Oliver Polak: Ich darf das, ich bin Jude

  • Ein 30jähriger, den außerdem kein Schwein kennt, schreibt seine Memoiren. Ein Kracher! Darauf hat die Literaturwelt gewartet, der Nobelpreis ist nur noch eine Frage der Zeit. Im Ernst: So etwas lesen bestenfalls des Autors Eltern und seine Freunde. Kein Verlag der Welt (sieht man mal von Institutionen, die talentlosen Hobbyschreibern das Geld aus der Tasche ziehen und sich selbst scherzhaft als "Verlage" bezeichnen ab) würde auch nur daran denken, so etwas ins Programm aufzunehmen - es sei denn, der Autor wäre - zum Beispiel - Jude. Und wenn das Werk dann auch noch den plakativen Titel trägt "Ich darf das, ich bin Jude", wird plötzlich ein Schuh - und ein Buch - daraus. Da stellt sich dann auch nicht mehr die Frage, wozu das hoffnungsvolle Nachwuchstalent denn auch noch einen Co-Autor (Jens Oliver Haas) benötigt (Möglichkeit 1: Er selbst kann nicht schreiben, Möglichkeit 2: Er selbst ist nicht witzig), da ist im Land der kollektiven Betroffenheit ein Chartbreaker vorprogrammiert.

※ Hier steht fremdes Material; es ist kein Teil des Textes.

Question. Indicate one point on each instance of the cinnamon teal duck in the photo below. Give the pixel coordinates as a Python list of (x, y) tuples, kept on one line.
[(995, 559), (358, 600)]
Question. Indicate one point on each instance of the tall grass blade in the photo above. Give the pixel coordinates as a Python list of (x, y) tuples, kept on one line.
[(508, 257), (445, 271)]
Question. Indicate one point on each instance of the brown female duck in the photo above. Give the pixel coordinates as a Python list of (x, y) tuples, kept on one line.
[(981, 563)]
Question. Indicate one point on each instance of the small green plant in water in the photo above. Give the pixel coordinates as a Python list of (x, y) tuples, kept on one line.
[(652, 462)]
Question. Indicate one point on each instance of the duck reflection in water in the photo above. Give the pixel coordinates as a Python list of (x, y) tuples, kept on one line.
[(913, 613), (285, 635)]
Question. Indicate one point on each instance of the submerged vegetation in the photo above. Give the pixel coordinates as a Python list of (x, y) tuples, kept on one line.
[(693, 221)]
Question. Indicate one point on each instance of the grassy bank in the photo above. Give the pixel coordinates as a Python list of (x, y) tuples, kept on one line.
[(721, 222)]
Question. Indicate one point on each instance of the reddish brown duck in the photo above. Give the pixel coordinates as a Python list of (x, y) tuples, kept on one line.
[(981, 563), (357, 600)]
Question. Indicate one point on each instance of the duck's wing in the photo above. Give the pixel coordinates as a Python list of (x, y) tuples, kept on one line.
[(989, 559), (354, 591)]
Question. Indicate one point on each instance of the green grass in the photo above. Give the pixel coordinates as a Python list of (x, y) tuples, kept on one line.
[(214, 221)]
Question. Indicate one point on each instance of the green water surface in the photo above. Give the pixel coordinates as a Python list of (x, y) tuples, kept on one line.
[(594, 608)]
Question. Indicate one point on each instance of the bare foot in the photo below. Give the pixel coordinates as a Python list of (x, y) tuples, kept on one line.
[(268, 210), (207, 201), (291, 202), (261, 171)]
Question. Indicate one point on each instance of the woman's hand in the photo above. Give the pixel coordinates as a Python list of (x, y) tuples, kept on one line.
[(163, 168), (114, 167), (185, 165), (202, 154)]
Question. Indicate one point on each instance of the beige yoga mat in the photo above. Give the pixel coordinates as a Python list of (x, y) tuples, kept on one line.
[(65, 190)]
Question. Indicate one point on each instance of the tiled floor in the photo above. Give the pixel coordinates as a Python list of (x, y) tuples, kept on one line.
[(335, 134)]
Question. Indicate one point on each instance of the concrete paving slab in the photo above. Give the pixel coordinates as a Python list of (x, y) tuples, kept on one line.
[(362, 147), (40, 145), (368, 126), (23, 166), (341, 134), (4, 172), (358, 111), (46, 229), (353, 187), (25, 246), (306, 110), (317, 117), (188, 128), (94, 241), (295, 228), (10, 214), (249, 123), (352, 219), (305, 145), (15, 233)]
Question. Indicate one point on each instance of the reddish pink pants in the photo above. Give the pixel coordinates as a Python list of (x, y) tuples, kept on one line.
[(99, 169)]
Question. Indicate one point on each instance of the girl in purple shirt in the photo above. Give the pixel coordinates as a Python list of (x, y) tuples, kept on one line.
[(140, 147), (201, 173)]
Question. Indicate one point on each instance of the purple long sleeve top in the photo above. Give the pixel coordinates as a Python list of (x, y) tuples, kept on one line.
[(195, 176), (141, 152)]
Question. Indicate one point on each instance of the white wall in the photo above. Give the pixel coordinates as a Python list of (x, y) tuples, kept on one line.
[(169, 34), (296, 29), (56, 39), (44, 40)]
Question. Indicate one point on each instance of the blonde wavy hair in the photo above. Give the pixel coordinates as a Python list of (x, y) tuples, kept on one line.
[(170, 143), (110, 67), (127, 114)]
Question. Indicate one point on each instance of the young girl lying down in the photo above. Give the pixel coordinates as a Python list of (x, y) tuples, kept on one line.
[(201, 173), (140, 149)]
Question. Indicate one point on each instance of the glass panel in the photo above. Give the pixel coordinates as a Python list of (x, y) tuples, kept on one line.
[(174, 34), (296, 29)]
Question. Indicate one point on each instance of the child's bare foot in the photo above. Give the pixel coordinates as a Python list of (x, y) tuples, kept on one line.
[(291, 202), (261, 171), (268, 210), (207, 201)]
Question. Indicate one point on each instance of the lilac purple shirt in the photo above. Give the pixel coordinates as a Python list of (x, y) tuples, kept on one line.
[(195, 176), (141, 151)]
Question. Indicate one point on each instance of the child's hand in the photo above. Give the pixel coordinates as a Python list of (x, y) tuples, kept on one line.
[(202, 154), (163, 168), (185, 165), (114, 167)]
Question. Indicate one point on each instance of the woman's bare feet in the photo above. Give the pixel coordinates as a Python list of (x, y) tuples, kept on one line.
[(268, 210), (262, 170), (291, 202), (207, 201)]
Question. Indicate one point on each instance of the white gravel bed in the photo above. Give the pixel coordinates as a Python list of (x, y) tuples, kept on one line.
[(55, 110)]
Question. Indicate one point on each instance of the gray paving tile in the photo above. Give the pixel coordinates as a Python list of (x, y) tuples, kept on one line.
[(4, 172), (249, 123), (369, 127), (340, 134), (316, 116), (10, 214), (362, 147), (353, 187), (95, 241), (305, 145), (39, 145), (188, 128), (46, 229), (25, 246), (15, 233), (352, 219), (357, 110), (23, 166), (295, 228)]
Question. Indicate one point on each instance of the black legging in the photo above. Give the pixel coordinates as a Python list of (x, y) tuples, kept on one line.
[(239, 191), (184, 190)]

    Genug polemisiert. Der Autor Oliver Polak rückt gleich am Anfang gerade, daß im vorliegenden Werk keineswegs die Schuldfrage aus der ersten Hälfte des letzten Jahrhunderts zum x-tausendsten Mal durchgenudelt werden soll ("Treffen wir doch für die Dauer der Lektüre folgende Vereinbarung: Ich vergesse die Sache mit dem Holocaust – und Sie verzeihen uns Michel Friedman"). Er konstruiert keine Geschichte, sondern läßt den Leser am harten Los des Sohnes der einzigen Jüdischen Familie im ländlichen Papenburg teilhaben, wobei seine Leiden weniger aus dem Jüdischsein, als viel mehr aus dem Einejüdischemutterhaben resultieren. Diese Mutter, ein russischstämmiges Energiebündel mit der Durchschlagskraft einer mit der Hiroshima-Bombe kombinierten, jungen Alice Schwarzer, herrscht über die Familie und somit auch über den Protagonisten. Dieser schildert sein junges Leben mit einer gehörigen Portion Witz und Selbstironie, vermittelt beiläufig und in homöopathischen Dosen einige Infos zum Judentum, die wahrscheinlich nicht nur mir als Atheisten unbekannt waren und die durchaus noch etwas ausführlicher hätten sein können. Zwischenzeitlich gerät des Protags Karriere stark in den Vordergrund des Geschehens und ich sehe mich gezwungen, meine Eingangsformulierung in "kein Schwein über 30" umzuändern, da Polak wohl auch schon mal bei VIVA den Andrack für Stefan Raab gemacht hat und auch als Drummer in einer Band tätig war, so daß ihm durchaus der F-Promi-Status mit integrierter Dschungelcamp-Quali zugestanden werden muß.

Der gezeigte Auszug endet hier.